Here I used the cross entropy function to measure the loss . And our optimization technique always tries to minimize the cross entropy to zero . Here we use tf.nn.softmax_cross_entropy_with_logits() function to evaluate the cross entropy .
To optimize the cost function I used AdamOptimizer. Throughout all the training I used a learning_rate = 0.001
This gives a clear idea of what the model's predition performance .
Here are the results of the prediction:
Image | Prediction |
---|---|
Road Work | Road Work |
Turn right ahead | Turn right ahead |
Yield | Yield |
No Entry | Stop sign |
Priority Road | General caution |
The model was able to correctly guess 3 of the 5 traffic signs, which gives an accuracy of 60%. This compares fair to the accuracy on the test set of 93.8% .
The model is perfectly sure that this is a Road work sign (probability of 0.9999), and the image does contain a Road work sign. The top five soft max probabilities were
Prediction | Probability |
---|---|
Road work | 9.999995e-01 |
Slippery road | 5.349513e-07 |
Bicycles crossing | 4.380856e-09 |
Beware of ice/snow | 3.452387e-09 |
Go straight or right | 1.411123e-09 |
The model is relatively sure that this is a Speed limit (30km/h) sign (probability of 0.99), and the image does contain a Turn Right Ahead sign. But as there is no image with the top five predictions it used next probability in the softmax layer to identify it's as a Turn Right Ahead image .The top five soft max probabilities were...

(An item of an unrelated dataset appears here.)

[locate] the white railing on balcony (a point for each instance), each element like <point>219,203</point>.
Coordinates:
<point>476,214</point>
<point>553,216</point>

Prediction | Probability |
---|---|
Speed limit (30km/h) | 0.990222 |
Yield | 0.004425 |
Turn left ahead | 0.002943 |
Ahead only | 0.001359 |
Roundabout mandatory | 0.000925 |
The model is absolutely sure that this is a yield sign (probability of 1.0), and the image does contain a yield sign. The top five soft max probabilities were
Prediction | Probability |
---|---|
Yield | 1.000000e+00 |
No passing for vehicles over 3.5 metric tons | 1.748955e-12 |
Turn left ahead | 4.124270e-15 |
End of no passing by vehicles over 3.5 metric ... | 1.451681e-15 |
Keep right | 7.540276e-17 |
The model is relatively sure that this is a Go straight or left sign (probability of 0.6), and the image does contain a Priority Road sign. The top five soft max probabilities were
Prediction | Probability |
---|---|
Go straight or left | 0.541098 |
General caution | 0.429022 |
Traffic signals | 0.024712 |
Wild animals crossing | 0.005072 |
Road work | 0.000087 |
The model is relatively sure that this is a Stop sign (probability of 0.62), and the image does contain a No Entry sign. The top five soft max probabilities were
Prediction | Probability |
---|---|
Stop | 6.232601e-01 |
No passing for vehicles over 3.5 metric tons | 2.725155e-01 |
Yield | 1.042178e-01 |
Speed limit (80km/h) | 6.453646e-06 |
Beware of ice/snow | 4.445295e-08 |
From the above prediction we can realize that for Road Work (label = 25) and for yield(label = 13) the number of examples in these classes is much higher, nearabout 2500,3800 respectively in augmented training set . And it is the case for deep network . With higher training data comes great accuracy .
Here we plot the first convolutional layer with relu activation with the help of given OutputFeatureMap() function . A 33 filter of depth 32 is applied . We can see the 32 different outputs when a 33 filter with stride 1 is applied to road work sign image . Here the weights are random truncated numbers with normal distribution. The weights initialization is a in depth research topic .
The next levels are much more difficult to understand for it's higher dimensionality hence omitted.